Minister for Multiculturalism Ray Williams today launched a $100,000 pilot program paving a pathway for up to 45 students across NSW to become practicing interpreters.

The NSW Interpreter Scholarship Program will support people who speak in-demand languages with fully funded scholarships to study interpreting at NSW TAFE.

“In NSW we speak more than 275 languages and dialects. This linguistic diversity is an immense social and economic asset,” Mr Williams said. “Interpreters have a vital role to play in our justice system and are crucial in the provision of high-quality health, education and social services.”

Minister responsible for TAFE NSW Adam Marshall said he was delighted TAFE NSW would deliver training to the State’s next generation of interpreters.


“These scholarship winners are set to benefit big from TAFE NSW’s world-class training, which will equip them with the skills they need to get a job and give back to the community,” Mr Marshall said.

Course graduates will be eligible to become Recognised Practicing Interpreters with the National Accreditation Authority for Translators and Interpreters.
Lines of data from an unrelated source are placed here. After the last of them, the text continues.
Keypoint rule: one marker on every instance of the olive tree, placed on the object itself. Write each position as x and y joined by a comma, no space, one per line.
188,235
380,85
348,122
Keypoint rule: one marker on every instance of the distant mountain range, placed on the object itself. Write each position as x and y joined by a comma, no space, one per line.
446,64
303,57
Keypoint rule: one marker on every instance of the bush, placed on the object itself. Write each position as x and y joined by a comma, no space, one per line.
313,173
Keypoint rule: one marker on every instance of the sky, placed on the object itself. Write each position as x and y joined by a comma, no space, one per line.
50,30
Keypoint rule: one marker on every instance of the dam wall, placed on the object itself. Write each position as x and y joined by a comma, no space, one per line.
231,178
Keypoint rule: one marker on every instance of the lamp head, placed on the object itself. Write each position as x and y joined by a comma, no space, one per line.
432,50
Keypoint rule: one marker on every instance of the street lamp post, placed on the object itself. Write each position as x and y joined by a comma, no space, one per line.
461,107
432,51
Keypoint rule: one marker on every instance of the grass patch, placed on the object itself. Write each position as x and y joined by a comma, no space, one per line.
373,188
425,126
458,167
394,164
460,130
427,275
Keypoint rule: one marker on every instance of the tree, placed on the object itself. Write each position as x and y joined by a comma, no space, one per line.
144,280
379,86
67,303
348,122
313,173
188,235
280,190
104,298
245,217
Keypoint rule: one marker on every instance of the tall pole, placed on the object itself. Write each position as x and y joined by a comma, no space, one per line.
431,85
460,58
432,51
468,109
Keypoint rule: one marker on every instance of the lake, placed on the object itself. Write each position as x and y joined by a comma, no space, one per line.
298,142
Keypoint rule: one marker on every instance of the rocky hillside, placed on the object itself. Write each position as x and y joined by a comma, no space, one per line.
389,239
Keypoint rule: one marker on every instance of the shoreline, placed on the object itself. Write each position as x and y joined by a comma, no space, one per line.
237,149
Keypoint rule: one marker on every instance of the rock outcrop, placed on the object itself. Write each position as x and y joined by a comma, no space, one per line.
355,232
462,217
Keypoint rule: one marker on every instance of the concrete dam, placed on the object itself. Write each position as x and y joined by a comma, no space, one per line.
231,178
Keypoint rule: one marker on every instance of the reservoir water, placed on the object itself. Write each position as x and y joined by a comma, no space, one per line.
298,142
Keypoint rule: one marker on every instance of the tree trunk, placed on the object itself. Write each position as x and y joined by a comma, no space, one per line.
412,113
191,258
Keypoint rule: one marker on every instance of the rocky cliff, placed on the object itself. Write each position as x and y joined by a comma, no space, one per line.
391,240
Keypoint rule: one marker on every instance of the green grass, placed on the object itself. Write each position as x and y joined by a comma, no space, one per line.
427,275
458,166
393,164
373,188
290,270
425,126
People who speak Assyrian, Burmese, Chaldean, Greek, Italian, Kirundi, Khmer, Kurmanji, Maltese, Nepalese, Tamil, Tibetan, Tigringa, Thai, Tongan, Pashto, Rohingya, Samoan, Somali or Vietnamese are encouraged to apply.

To be eligible for the program all candidates must successfully complete an English language proficiency test.

The 12-month pilot program will commence in Sydney and will be rolled out to regional NSW as of mid-2019. Expressions of interest for the Semester 1 2019 cohort will be accepted until 5pm Friday 8 February 2019.